Deveríamos formar milhares e milhares de profissionais da saúde, para que
cuidassem das gentes de todo o país. Deveríamos ter universidades de massa, nas
quais os filhos do povo pudessem se formar com qualidade. E qualquer guri,
mesmo aquele que vive lá no interior do Acre, deveria poder fazer realidade o
sonho de ser "doutor". Mas, não é assim. Os médicos que temos são esses que
vemos na televisão dizendo que se vierem os cubanos eles não vão ajudar quando
eles errarem. Ou seja, que morra o vivente, apenas para provar que estão
certos.
É certo que temos também muitos profissionais médicos que se assemelham aos
cubanos, que dedicam suas vidas ao juramento que fizeram de cuidar, acolher,
curar. Esses, sabemos reconhecer de apenas uma mirada. Mas, ainda são minoria.
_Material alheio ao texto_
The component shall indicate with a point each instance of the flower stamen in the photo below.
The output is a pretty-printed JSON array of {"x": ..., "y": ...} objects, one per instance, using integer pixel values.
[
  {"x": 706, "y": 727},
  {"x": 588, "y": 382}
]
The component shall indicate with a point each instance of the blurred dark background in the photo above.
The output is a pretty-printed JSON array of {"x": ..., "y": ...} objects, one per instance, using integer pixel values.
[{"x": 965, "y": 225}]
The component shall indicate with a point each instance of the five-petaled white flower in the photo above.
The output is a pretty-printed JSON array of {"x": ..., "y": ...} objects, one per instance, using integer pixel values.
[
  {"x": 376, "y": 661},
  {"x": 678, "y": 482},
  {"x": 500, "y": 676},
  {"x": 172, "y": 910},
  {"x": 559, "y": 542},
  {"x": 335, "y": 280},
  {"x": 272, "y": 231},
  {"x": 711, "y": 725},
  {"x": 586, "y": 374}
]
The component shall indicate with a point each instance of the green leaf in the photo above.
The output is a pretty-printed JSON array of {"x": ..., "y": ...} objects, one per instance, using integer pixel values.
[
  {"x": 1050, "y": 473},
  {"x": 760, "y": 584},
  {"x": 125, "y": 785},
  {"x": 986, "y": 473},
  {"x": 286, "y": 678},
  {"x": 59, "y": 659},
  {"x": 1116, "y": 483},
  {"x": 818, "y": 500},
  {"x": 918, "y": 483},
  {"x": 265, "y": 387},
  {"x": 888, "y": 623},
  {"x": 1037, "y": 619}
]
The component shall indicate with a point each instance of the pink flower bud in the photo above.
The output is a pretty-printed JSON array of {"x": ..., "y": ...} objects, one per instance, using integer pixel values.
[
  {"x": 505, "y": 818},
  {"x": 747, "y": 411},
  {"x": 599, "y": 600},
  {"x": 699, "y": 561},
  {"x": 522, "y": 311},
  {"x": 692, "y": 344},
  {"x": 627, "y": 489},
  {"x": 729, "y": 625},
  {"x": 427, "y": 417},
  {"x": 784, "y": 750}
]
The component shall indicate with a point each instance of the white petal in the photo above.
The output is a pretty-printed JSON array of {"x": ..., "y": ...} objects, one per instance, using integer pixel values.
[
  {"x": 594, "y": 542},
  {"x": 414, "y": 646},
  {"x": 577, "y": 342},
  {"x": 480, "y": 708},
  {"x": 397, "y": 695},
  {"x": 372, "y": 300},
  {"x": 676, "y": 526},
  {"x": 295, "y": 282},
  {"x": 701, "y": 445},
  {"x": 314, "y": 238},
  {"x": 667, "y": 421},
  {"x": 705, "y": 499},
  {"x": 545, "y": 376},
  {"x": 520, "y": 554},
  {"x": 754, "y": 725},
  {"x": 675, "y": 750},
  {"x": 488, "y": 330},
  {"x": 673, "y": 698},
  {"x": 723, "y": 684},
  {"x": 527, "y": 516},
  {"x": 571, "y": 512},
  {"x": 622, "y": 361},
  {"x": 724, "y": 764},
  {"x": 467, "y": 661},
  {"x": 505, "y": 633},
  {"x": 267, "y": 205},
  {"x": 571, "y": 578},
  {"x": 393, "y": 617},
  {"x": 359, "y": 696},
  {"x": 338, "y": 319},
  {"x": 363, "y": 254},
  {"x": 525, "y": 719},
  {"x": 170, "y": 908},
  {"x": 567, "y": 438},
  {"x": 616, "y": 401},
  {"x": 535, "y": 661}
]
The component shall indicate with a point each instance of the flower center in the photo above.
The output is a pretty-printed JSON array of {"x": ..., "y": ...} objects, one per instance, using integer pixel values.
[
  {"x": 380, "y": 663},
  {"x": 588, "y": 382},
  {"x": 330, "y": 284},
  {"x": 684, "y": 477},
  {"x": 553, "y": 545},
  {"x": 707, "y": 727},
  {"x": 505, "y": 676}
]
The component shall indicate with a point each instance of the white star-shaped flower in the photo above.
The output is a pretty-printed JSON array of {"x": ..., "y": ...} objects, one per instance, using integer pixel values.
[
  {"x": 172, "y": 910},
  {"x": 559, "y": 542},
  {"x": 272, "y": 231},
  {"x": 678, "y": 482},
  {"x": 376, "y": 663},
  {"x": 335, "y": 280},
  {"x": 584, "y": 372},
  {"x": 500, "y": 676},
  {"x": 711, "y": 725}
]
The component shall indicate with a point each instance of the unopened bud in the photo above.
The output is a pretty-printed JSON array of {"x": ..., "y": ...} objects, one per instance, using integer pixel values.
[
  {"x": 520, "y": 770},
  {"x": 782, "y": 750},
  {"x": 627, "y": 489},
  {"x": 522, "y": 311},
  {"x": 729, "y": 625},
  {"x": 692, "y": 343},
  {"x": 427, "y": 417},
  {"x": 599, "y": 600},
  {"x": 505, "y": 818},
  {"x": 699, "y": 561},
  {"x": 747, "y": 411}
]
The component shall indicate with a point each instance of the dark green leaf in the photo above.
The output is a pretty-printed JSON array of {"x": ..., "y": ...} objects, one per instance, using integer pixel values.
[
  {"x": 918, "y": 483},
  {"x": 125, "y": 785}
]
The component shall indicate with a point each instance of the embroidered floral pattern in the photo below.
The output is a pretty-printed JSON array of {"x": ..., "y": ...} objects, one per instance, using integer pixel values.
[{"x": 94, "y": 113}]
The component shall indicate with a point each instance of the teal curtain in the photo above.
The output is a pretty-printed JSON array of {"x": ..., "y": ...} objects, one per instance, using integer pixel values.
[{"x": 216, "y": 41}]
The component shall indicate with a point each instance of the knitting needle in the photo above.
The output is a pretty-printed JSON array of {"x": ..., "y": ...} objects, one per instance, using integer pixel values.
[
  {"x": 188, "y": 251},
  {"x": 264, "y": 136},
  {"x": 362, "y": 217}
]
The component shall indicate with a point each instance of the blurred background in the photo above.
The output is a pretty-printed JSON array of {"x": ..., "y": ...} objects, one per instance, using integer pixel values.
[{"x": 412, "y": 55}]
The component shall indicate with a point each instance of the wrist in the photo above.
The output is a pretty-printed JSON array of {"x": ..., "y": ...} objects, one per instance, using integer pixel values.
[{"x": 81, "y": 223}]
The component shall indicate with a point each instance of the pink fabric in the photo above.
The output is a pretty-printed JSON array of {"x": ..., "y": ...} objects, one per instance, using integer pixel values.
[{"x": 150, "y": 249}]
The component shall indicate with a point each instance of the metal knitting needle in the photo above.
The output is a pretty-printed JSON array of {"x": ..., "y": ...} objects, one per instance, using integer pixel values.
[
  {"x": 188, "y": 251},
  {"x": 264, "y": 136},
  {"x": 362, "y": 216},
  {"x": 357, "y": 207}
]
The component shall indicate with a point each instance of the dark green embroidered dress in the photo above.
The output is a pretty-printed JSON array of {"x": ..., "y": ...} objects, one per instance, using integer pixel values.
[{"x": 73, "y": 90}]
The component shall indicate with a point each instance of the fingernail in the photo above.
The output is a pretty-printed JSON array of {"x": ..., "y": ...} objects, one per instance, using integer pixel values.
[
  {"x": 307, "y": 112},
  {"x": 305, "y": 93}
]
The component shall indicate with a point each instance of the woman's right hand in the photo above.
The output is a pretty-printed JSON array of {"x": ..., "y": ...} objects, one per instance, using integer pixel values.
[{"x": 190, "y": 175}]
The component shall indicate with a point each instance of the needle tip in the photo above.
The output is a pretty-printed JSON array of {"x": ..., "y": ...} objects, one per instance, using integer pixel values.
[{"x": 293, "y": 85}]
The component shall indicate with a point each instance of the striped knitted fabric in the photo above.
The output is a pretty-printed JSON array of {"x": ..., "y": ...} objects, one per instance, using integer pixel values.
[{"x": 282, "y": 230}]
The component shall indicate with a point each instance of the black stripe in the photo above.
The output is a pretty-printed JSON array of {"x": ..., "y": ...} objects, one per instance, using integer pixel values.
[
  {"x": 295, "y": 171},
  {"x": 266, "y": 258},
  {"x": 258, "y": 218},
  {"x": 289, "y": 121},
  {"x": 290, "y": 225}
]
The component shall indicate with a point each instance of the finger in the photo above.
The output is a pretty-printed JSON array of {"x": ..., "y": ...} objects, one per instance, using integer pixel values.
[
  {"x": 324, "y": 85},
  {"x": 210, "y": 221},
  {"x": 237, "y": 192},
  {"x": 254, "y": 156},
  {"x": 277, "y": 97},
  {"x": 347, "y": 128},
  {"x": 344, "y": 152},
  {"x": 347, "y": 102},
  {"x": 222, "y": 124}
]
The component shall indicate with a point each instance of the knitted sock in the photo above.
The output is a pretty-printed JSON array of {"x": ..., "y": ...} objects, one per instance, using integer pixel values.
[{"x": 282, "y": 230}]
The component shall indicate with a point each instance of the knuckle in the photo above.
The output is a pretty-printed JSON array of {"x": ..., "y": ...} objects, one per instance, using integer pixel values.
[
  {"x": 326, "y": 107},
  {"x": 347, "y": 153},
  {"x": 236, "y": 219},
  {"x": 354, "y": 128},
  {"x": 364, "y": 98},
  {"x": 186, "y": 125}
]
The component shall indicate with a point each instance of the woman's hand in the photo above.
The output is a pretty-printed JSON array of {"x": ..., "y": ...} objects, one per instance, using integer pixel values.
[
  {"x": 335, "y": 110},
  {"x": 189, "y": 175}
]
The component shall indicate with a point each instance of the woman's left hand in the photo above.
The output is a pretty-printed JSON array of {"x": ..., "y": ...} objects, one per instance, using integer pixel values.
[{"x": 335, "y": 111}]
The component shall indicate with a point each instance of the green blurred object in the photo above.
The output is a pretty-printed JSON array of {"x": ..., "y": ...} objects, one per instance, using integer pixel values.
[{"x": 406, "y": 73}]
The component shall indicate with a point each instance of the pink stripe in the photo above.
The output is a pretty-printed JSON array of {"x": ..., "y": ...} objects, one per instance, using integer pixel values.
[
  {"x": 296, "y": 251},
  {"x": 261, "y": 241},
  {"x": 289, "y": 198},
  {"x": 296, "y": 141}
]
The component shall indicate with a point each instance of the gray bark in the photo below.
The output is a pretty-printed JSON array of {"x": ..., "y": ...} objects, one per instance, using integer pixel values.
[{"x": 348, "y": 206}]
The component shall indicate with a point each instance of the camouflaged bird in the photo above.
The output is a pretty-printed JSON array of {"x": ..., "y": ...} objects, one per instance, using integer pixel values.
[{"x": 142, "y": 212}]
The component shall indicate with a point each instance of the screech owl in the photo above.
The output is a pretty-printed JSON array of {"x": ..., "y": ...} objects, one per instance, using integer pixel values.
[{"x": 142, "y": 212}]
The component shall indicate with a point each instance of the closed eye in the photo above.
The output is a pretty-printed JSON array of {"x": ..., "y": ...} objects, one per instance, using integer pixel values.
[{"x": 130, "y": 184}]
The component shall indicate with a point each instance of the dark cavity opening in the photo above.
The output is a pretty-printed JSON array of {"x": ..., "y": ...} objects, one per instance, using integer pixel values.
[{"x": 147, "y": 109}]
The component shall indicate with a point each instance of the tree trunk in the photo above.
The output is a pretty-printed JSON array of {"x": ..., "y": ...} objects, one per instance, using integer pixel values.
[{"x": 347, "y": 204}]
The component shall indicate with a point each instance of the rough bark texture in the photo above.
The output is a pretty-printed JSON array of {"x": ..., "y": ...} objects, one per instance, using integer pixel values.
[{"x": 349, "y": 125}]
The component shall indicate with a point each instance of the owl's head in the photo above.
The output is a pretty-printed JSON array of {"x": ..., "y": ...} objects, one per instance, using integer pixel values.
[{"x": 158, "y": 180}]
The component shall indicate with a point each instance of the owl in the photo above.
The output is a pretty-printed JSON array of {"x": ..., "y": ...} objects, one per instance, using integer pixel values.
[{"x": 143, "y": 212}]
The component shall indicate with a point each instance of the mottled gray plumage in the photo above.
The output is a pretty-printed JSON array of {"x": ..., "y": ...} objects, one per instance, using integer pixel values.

Para nossa desgraça, o que aparece são esses que vemos na TV a bradar contra os
cubanos, mas não contra o estado de abandono que está a população. E é isso que
torna tudo ainda mais sórdido. Porque pessoas há que lhes dão razão, e não são
poucas. Essas mesmas pessoas que, portando um plano privado de saúde, acreditam
estar a salvo. Não estão. Mas, ainda assim, compactuam dos preconceitos, dos
absurdos, da alienação e da mentira.
Eu realmente não queria que os médicos cubanos viessem para cá. Queria ter
um país que não precisasse dessa ajuda solidária. Mas, ocorre que, em alguma
medida, e em tantos lugares, somos tão desprotegidos como os irmãos do Haiti ou
de alguma longínqua aldeia africana. É certo que os médicos cubanos são só
pessoas, não fazem milagres. Mas, não há dúvidas de que a medicina que se
ensina e pratica na ilha caribenha se difere em muito da nossa. Ela pensa o ser
como uma vida integral, alguém que tem nome, sobrenome, sonhos, esperanças. Não
é um dado na ficha, um inoportuno, um zé ninguém. E é por conta disso que quero
receber essa gente única com todo o amor que há nessa vida. Eles saem de suas
casas para fazer o que nossos profissionais deveriam fazer. Rogo a todos os
deuses que eles tragam, mais do que essa solidariedade abissal, também o germe
da rebeldia, para que nosso povo possa compreender que já é chegada a hora de
fazermos a transformação. E que a gente avance para um país que não precise dos
cubanos, um país que possa ser ocupado por nós mesmos. Mas, para isso,
haveremos de mudar a universidade, mudar o país, e sair desse sistema que
mercadeja com a saúde e a vida.
Os cubanos podem até não salvar todas as vidas, mas, não duvido, eles serão capazes de segurar a mão do que padece e dizer: "não tema, eu estou aqui". Porque são feitos de outro barro. Socialista.